The following review originally was written for The Parallax Review, a film review site of which I was the co-founder and managing editor. I have decided to collect the writings I did for The Parallax Review and preserve them here. I will be posting a few of these older pieces every week. My review of Wolf was for the “On Cable” section of The Parallax Review.
by Matt Wedge, Managing Editor
Now Playing on Showtime
I’ve always loved werewolves in movies. I’m not talking about the perpetually shirtless Abercrombie & Fitch models that pass for werewolves in films these days. I mean the haunted, guilt-ridden soul that is cursed to transform into a beast at every full moon and savagely kill anyone unlucky enough to be in their way. The problem with this love is that there just are not enough good werewolf movies to fill even one small section of my DVD shelf. There are only three acknowledged classics in the genre: The Wolf Man, The Howling, and An American Werewolf in London. To that list, I feel that Neil Marshall’s manically entertaining Dog Soldiers will one day be included. Unfortunately, beyond those four movies, the pickings are very slim. I had hopes that Wolf would be better than I remembered and make up for the dearth in worthwhile werewolf cinema. But it turns out that my reaction to the film today is exactly the same as it was 16 years ago: good first hour, increasingly inane second hour.

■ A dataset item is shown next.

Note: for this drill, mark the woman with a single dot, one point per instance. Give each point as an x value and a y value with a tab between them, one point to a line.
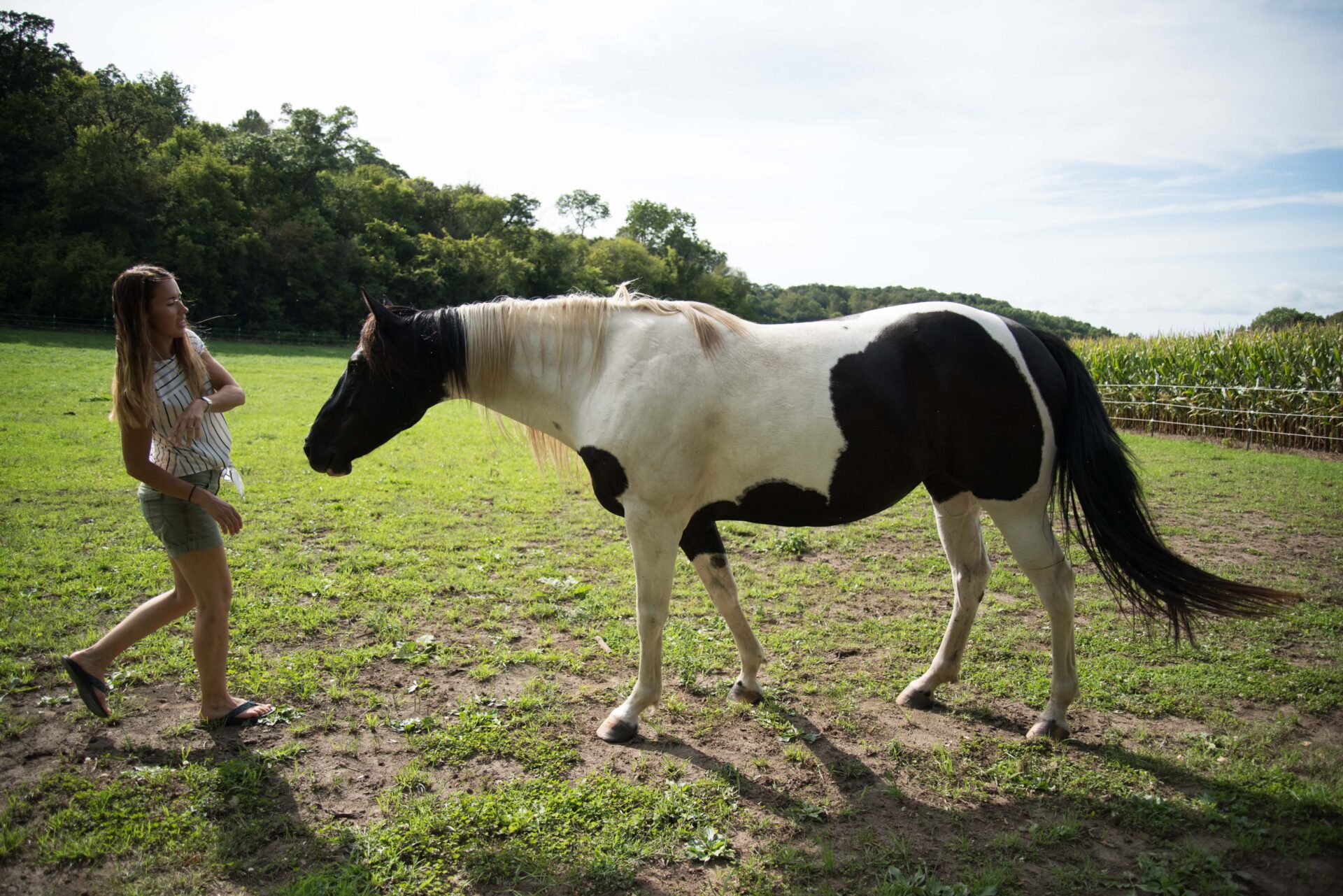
169	398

The film opens without any real setup, which is rather refreshing. Will Randall (Jack Nicholson) is driving along a snowy Vermont road and hits a wolf. When he tries to pull the seemingly dead animal off the road, it bites his hand and runs into the woods. So far, so good. Will returns home to New York City and his wife, Charlotte (Kate Nelligan), shaken, but not showing any ill effects from the bite. When he discovers that he is losing his job as senior editor at a respected publishing house due to a corporate takeover by billionaire media mogul Raymond Alden (Christopher Plummer), Will doesn’t have the backbone to stick up for himself. He even refuses to shame his friend, Stewart (James Spader), for being the one to force him out. But when Will starts to exhibit sharpened senses of sight, smell, and hearing, he finds his personality is more aggressive. He uses this new aggressive nature to fight for his job and to ditch Charlotte who has been cheating on him with Stewart. Unfortunately, as anyone who has ever seen a werewolf film knows, Will’s new powers come with a dark price.

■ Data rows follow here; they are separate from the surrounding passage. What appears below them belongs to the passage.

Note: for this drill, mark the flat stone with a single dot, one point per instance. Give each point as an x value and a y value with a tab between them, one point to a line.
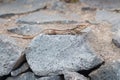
25	29
111	17
10	53
103	4
42	17
52	54
109	71
24	76
20	70
74	76
116	39
21	6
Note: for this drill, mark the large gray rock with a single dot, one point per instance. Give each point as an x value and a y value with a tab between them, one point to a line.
24	76
116	39
104	4
52	54
50	78
110	71
20	70
74	76
3	20
25	29
31	76
111	17
21	6
59	6
42	17
10	53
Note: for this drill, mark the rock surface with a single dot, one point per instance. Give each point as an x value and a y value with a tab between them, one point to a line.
104	4
31	76
52	54
59	6
25	29
24	76
10	53
110	71
20	70
111	17
50	78
74	76
21	6
44	18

That dark price is where the film falls apart. While Will’s transformation into an icy corporate shark out to take control of his life and punish Stewart is played with the right pitch of dark humor, the more overt horrific elements are laughable. This can be blamed mostly on director Mike Nichols. While he has a firm handle on the early scenes, Nichols seems to be unsure of how to create horror sequences that aren’t just rehashed tricks used more effectively by seasoned genre directors.

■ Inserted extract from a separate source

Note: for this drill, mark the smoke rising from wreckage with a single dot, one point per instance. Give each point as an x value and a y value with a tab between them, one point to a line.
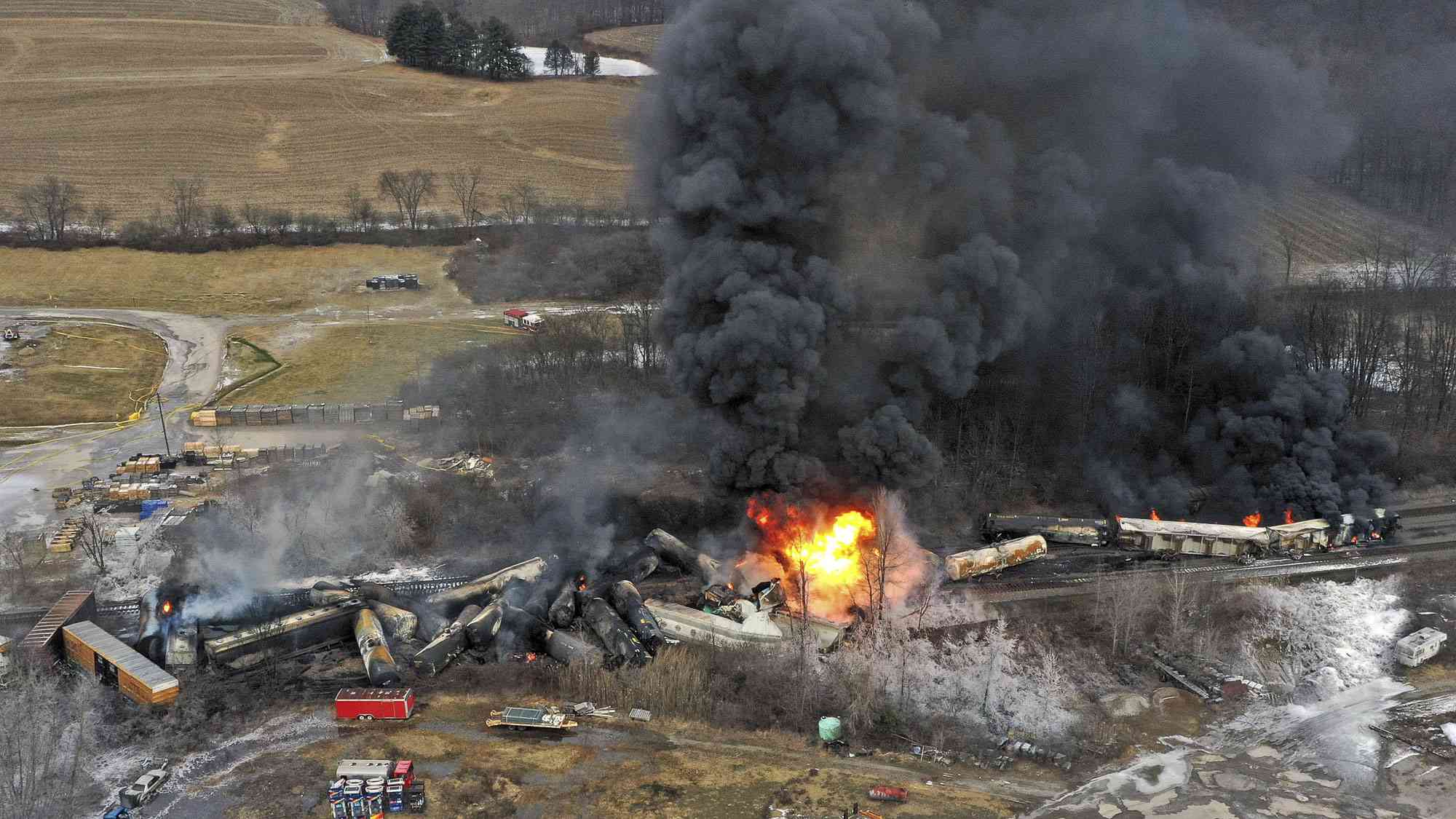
813	155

Even worse than Nichols’s unoriginal uses of jump scares and musical stingers is the silly way that Will’s transformation is represented: Nicholson with heavy sideburns, making ridiculous grunting noises, while sniffing the air. The result is cheap looking makeup over a hammy performance. This can only take the film into the dire realm of camp. It feels as though Nichols was bound and determined to make a werewolf movie without ever acknowledging the werewolf aspect. This keeps the film in a stagnant limbo between seriousness and self-parody. If Will had been allowed to turn into a completely different creature, the film would have been better off for the overt horror. Instead, most of the second and third acts contain silly scenes of Will looking as though he’s dressed up as “Wolverine” for a Halloween party.
Aside from Nicholson’s early scenes and a suitably oily turn by Spader, the acting is very shaky for a Mike Nichols film. Plummer and Michelle Pfeiffer (as Plummer’s black sheep daughter) are especially bad. In most of their scenes, they look utterly confused about what the tone is supposed to be and eventually just begin playing everything with constant smirks as though they were pretending to be in on a joke they didn’t understand.
I can understand the desire of the studio to go after a filmmaker of Nichols’s pedigree, but I felt he was the wrong choice for this film. He fails to grasp the fact that the cast has to buy seriously into the outrageous premise for the film to work. It doesn’t help that the script by Jim Harrison and Wesley Strick meanders uncertainly in the second and third acts, but the absolute collapse into unintentional laughs during the last hour is inexcusable for a filmmaker of his abilities.